# Thermodynamics: Control Volume flow through radiatior

## Homework Statement

Air enters a car radiator at 50 km/hr, 25 C. The radiator is 1 m2 facial area. 2 kg/s of water enters the radiator from the engine at 10 bar, 200 C and leaves at 10 bar, 180 C. What is the temperature of the air as it leaves the radiator?

## Homework Equations

I did an energy balance for air and then for water, but I am not sure which terms can be ignored. After i obtain these eqns, i can set them equal to each other and solve for T (from
Q =m(c_p)(Change in T))?

## The Attempt at a Solution

For Air: W = Q + (m)(h_in + [(v_in)^2]/2 +g*z_in - h_out - [(v_out)^2]/2 -g*z_out)

m = mass flow rate
Q = heat flow rate
W = work flow rate
h = enthalpy
v = velocity

I assume W, z_in, z_out are zero and also that m_in = m_out

So i get Q = m(h_in - h_out + [(v_in)^2]/2)

For water:

Q = m(h_out - h_in) = (0.2)(762.8 - 2827.9) = -2065.1 kW

Q_Goest
Homework Helper
Gold Member
Hi aznkid. You've almost got it. On the right track anyway.
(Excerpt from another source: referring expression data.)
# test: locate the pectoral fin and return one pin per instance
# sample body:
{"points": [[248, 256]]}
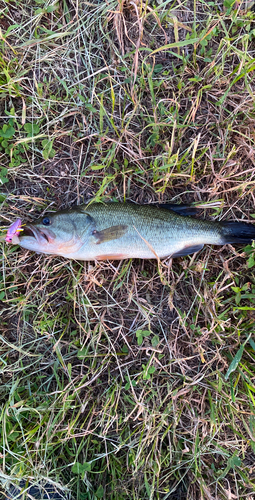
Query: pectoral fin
{"points": [[188, 250], [110, 233]]}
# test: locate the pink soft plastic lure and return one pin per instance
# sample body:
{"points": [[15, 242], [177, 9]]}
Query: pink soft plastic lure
{"points": [[15, 228]]}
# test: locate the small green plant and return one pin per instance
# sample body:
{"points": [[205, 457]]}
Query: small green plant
{"points": [[141, 334]]}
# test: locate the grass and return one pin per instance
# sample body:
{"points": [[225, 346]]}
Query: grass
{"points": [[128, 380]]}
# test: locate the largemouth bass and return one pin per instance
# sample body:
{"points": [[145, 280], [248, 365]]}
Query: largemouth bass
{"points": [[101, 231]]}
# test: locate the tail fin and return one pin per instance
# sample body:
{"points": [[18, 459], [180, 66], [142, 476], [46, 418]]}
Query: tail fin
{"points": [[237, 232]]}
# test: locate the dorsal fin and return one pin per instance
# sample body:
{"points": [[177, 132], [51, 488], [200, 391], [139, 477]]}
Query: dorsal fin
{"points": [[181, 209]]}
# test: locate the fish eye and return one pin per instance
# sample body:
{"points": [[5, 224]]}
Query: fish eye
{"points": [[46, 221]]}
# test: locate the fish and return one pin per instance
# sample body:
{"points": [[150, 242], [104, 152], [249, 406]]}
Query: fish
{"points": [[12, 230], [116, 231]]}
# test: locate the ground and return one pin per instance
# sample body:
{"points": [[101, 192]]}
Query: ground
{"points": [[128, 379]]}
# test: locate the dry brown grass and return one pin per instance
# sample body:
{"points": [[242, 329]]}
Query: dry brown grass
{"points": [[134, 120]]}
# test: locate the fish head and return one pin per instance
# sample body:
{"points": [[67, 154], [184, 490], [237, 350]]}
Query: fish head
{"points": [[62, 233]]}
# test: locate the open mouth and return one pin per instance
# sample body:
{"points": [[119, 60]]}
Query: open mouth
{"points": [[40, 235]]}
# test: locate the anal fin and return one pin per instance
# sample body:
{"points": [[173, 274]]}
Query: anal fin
{"points": [[188, 251]]}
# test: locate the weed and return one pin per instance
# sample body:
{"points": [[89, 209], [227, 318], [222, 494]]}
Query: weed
{"points": [[127, 379]]}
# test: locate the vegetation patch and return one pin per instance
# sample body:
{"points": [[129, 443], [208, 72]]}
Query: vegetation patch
{"points": [[128, 379]]}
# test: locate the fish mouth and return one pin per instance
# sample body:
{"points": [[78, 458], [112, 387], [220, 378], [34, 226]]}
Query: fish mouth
{"points": [[42, 236]]}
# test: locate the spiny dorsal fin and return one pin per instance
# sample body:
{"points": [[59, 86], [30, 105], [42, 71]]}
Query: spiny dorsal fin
{"points": [[188, 251], [181, 209]]}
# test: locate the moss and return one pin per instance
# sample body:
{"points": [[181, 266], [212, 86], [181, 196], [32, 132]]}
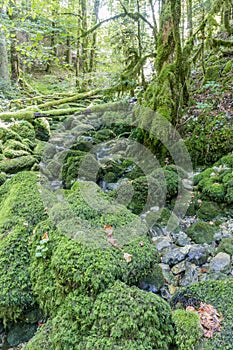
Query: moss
{"points": [[42, 129], [215, 192], [216, 183], [8, 134], [212, 73], [15, 165], [188, 329], [228, 67], [206, 140], [21, 209], [11, 153], [226, 246], [218, 293], [225, 161], [208, 210], [201, 232], [24, 129], [16, 295], [122, 317], [3, 178], [71, 167]]}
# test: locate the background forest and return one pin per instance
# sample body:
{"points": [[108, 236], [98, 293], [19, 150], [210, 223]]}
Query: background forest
{"points": [[116, 174]]}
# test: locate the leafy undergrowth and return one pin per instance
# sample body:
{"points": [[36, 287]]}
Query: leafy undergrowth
{"points": [[208, 125]]}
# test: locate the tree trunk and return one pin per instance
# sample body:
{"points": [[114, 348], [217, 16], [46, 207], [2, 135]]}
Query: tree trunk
{"points": [[92, 63], [190, 17], [4, 69]]}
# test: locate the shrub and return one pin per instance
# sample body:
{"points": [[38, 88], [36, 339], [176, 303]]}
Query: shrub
{"points": [[188, 329]]}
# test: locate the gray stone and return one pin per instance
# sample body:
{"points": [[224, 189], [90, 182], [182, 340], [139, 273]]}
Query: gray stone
{"points": [[174, 256], [168, 275], [190, 276], [198, 255], [221, 263], [162, 242]]}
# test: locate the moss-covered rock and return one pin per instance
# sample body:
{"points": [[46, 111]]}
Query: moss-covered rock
{"points": [[188, 329], [24, 129], [42, 129], [216, 183], [76, 167], [21, 209], [219, 294], [3, 178], [226, 246], [12, 166], [209, 139], [208, 210], [122, 317], [201, 232]]}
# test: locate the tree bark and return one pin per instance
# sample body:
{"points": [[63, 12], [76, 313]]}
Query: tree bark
{"points": [[4, 69]]}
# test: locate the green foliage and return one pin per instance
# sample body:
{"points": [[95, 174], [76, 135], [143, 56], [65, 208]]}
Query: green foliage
{"points": [[219, 294], [16, 295], [21, 209], [216, 183], [15, 165], [122, 317], [209, 139], [24, 129], [226, 246], [201, 232], [2, 178], [208, 210], [188, 330]]}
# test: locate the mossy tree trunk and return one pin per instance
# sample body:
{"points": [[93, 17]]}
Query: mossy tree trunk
{"points": [[92, 63], [165, 93], [4, 70]]}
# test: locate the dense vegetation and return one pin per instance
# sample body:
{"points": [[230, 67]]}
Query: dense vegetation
{"points": [[116, 174]]}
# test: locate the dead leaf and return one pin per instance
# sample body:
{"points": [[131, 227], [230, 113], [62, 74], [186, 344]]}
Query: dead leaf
{"points": [[209, 317], [127, 257]]}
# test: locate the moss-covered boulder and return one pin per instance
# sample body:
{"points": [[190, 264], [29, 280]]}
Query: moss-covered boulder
{"points": [[42, 129], [216, 183], [21, 209], [12, 166], [219, 294], [79, 165], [122, 317], [226, 246], [208, 210], [188, 331], [209, 138], [24, 129]]}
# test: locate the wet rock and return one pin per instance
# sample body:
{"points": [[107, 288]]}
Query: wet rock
{"points": [[221, 263], [168, 275], [198, 255], [182, 239], [162, 242], [190, 276]]}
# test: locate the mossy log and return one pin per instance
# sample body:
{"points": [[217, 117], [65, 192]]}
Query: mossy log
{"points": [[35, 111], [80, 96]]}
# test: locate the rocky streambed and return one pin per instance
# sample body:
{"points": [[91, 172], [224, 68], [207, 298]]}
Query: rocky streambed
{"points": [[103, 195]]}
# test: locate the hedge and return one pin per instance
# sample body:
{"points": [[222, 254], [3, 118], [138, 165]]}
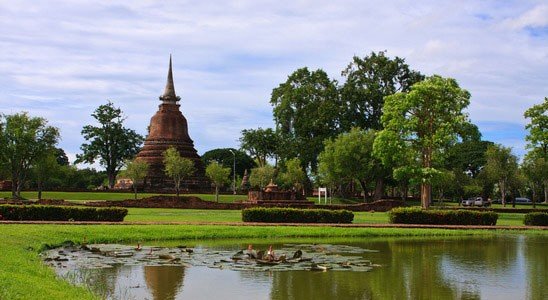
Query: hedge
{"points": [[60, 213], [536, 219], [293, 215], [441, 217]]}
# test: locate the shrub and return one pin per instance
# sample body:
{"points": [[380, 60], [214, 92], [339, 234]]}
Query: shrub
{"points": [[61, 213], [536, 219], [442, 217], [293, 215]]}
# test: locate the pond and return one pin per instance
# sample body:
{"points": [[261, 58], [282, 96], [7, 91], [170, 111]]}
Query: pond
{"points": [[497, 267]]}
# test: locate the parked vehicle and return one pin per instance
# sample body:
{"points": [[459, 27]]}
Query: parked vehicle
{"points": [[481, 202], [468, 202], [523, 200]]}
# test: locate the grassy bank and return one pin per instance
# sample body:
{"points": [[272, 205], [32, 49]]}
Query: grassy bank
{"points": [[23, 276]]}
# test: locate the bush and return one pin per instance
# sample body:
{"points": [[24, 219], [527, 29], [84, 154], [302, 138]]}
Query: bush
{"points": [[536, 219], [293, 215], [60, 213], [442, 217]]}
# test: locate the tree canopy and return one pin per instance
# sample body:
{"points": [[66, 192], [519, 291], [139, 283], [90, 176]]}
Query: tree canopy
{"points": [[368, 81], [110, 143], [261, 144], [23, 141], [419, 125], [306, 112]]}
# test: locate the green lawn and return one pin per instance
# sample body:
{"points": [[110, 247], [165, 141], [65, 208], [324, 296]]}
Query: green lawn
{"points": [[24, 276]]}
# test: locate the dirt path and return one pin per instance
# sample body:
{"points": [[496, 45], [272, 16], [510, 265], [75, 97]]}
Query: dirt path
{"points": [[286, 224]]}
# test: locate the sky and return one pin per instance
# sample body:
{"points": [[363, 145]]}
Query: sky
{"points": [[62, 59]]}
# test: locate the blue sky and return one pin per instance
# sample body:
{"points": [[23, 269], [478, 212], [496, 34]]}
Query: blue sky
{"points": [[62, 59]]}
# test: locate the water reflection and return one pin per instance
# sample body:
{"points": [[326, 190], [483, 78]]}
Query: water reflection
{"points": [[501, 267]]}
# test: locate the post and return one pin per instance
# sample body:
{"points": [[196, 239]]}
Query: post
{"points": [[233, 172]]}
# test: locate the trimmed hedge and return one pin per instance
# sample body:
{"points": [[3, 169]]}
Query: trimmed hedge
{"points": [[60, 213], [536, 219], [293, 215], [442, 217]]}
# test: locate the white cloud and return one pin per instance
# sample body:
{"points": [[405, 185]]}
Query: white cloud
{"points": [[61, 59]]}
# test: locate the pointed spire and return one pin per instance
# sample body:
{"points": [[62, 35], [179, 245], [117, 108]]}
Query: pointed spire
{"points": [[169, 92]]}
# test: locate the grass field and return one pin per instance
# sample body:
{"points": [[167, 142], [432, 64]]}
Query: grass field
{"points": [[24, 276]]}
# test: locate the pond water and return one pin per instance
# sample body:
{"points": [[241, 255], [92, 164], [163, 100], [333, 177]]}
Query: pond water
{"points": [[498, 267]]}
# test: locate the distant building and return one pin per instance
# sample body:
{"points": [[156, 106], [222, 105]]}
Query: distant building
{"points": [[168, 128]]}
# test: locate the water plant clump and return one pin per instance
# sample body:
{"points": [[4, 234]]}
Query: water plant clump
{"points": [[289, 257]]}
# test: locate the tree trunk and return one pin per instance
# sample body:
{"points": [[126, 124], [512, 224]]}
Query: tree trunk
{"points": [[364, 188], [379, 185], [39, 190], [426, 195]]}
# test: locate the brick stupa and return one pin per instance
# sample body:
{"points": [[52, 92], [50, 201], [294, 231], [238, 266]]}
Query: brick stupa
{"points": [[168, 128]]}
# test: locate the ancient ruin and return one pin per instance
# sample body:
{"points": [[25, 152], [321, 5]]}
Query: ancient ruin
{"points": [[168, 128]]}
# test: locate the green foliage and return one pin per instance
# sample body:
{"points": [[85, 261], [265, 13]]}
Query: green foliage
{"points": [[306, 112], [218, 175], [136, 170], [23, 140], [368, 81], [226, 159], [536, 219], [294, 175], [293, 215], [350, 157], [110, 143], [538, 128], [502, 167], [403, 215], [61, 213], [260, 144], [261, 176], [177, 167], [420, 125]]}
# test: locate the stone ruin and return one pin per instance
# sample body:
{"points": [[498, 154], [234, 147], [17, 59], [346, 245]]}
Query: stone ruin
{"points": [[169, 128]]}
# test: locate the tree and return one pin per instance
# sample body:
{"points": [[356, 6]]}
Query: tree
{"points": [[23, 140], [110, 142], [225, 157], [294, 175], [218, 175], [538, 135], [535, 169], [260, 176], [350, 157], [502, 167], [306, 112], [136, 170], [419, 125], [368, 81], [45, 166], [260, 144], [177, 167]]}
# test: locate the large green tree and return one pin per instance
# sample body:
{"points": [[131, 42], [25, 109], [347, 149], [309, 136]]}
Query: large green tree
{"points": [[306, 111], [368, 81], [350, 157], [23, 140], [110, 143], [260, 143], [501, 167], [419, 125], [177, 167], [218, 176], [538, 136]]}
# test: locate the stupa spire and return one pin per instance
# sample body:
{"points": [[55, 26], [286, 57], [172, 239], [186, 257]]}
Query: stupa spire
{"points": [[169, 92]]}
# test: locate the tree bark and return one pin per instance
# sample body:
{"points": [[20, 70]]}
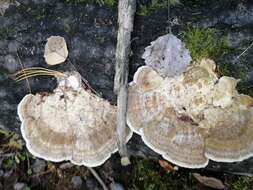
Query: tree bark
{"points": [[126, 11]]}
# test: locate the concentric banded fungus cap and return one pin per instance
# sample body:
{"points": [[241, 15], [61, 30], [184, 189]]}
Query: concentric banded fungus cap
{"points": [[167, 55], [56, 51], [69, 124], [193, 117]]}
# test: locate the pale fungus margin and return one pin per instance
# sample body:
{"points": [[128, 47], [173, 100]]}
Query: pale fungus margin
{"points": [[71, 124], [192, 117]]}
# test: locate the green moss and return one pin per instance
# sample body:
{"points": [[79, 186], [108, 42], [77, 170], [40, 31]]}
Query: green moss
{"points": [[205, 43], [242, 183], [239, 71], [149, 175]]}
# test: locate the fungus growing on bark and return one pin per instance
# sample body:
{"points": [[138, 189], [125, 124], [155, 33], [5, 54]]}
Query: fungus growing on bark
{"points": [[56, 51], [167, 55], [193, 117], [70, 124]]}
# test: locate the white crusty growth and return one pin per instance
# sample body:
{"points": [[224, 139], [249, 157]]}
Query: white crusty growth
{"points": [[69, 124], [193, 117], [167, 55]]}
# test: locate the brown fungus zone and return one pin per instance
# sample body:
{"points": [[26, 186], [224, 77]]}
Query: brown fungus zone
{"points": [[71, 123], [193, 117]]}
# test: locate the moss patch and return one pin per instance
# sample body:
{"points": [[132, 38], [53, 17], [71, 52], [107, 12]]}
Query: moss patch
{"points": [[205, 43], [242, 183], [149, 175]]}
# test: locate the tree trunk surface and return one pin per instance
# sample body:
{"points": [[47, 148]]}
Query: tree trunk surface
{"points": [[126, 11]]}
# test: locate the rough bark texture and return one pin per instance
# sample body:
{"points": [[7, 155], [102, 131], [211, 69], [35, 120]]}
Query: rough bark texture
{"points": [[91, 31], [126, 11]]}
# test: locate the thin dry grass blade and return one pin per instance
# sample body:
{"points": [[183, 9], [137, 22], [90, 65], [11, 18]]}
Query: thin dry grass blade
{"points": [[36, 71]]}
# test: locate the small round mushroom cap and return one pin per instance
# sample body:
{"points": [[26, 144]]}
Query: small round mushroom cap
{"points": [[56, 51], [69, 124], [167, 55], [193, 117]]}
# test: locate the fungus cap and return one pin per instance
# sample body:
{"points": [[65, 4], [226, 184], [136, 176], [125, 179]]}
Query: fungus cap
{"points": [[56, 51], [167, 55], [192, 117], [69, 124]]}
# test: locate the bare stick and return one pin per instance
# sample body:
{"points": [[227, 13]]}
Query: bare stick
{"points": [[126, 11], [22, 67], [94, 173]]}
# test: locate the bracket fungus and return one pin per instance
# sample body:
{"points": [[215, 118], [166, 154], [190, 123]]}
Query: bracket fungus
{"points": [[56, 51], [192, 117], [71, 123], [167, 55]]}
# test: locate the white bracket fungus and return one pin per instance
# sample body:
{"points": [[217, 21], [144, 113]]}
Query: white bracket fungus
{"points": [[56, 51], [193, 117], [167, 55], [70, 124]]}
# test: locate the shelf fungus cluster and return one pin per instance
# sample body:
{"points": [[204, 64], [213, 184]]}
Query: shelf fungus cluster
{"points": [[192, 117], [71, 123]]}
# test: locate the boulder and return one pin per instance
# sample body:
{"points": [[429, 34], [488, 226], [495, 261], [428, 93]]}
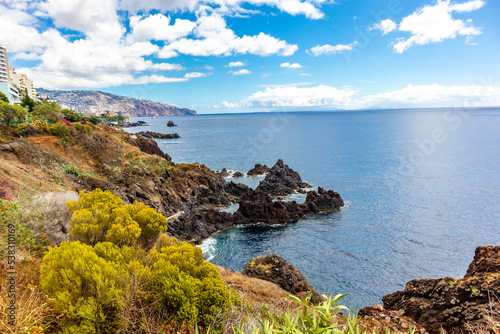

The problem gives you air velocity into the radiator but not out of the radiator. From that I'd simply assume the velocity out is equal to the velocity in, so your velocity terms in your equation:
Q = m(h_in - h_out + [(v_in)^2]/2)
also drop out and you're left with the change in enthalpy for the air.

Now the only part of the problem you really haven't resolved is how to determine mass flow rate of air. How do you think you can determine mass flow rate of air? Note the variables you're given:
- Velocity
- cross sectional area
- Inlet temp

Can i assume its an ideal gas?

Then i can use the ideal gas eqn to get specific volume v: pv = RT, where R = 8.314/MW

Next, m = VA/v [(velocity*area)/specific volume]?

Can i assume its an ideal gas?

Then i can use the ideal gas eqn to get specific volume v: pv = RT, where R = 8.314/MW

Next, m = VA/v [(velocity*area)/specific volume]?

You sure can.

Q_Goest
Homework Helper
Gold Member
You can assume ideal gas in order to calculate specific volume, or just look up density for air at standard conditions.

So can i assume standard air pressure of 101.325 kPa?

Then once i find Q, i can use Q = mc(change in T) to find T?

What would my c be?

Q_Goest
Homework Helper
Gold Member
So can i assume standard air pressure of 101.325 kPa?
Sure... If they don't give you atmospheric pressure, just assume it's standard conditions.

Then once i find Q, i can use Q = mc(change in T) to find T?

What would my c be?
I think you're asking whether to use Cv or Cp.

Consider it this way.

mCp(dT) calculates a change in enthalpy.

mCv(dT) calculates a change in internal energy.

Do you know which one is applicable here?

Since it's constant pressure, would it be C_p?

v = RT/p = (8.314)(298)/(101.325) = 0.8458 m^3/g = 845.8 m^3/kg

m = (13.89 m/s)(1 m^2) / (845.8 m^3/kg) = 0.0164 kg/s

Then Q = m*c_p*(T_2 - T_1), where Q = 2065.1 kW (from h20 calculated before)

2065.1 kW = (0.0164 kg/s)*(1.005 kJ/kg k)*(T_2 -298K)

T_2 = 125592.26 K

This seems wrong

Last edited:
Q_Goest
Homework Helper
Gold Member
For water at 10 barg, saturation temp is 184 C which means the water is going in superheated and coming out subcooled.

For water at 10 bara, saturation temp is 179.4 C which means the water is going in and coming out superheated.

Let me guess... this problem was made up by a grad student, right? lol

Let's just assume the person that created this problem meant for the water to be liquid in and out. I'll use 170 C inlet and 150 C outlet at 10 barg.. You should get an energy removal of roughly 177 kW. (or 237 hp) so the power removed his HUGE. A very large truck might approach this much heat rejection at full tilt, but that’s way more than a car.

Also, I’m getting an air mass flow rate of 16.5 kg/s and an outlet temperature of roughly 35.7 C.

Give it another shot.

Was there a particular reason you chose 170C and 150C?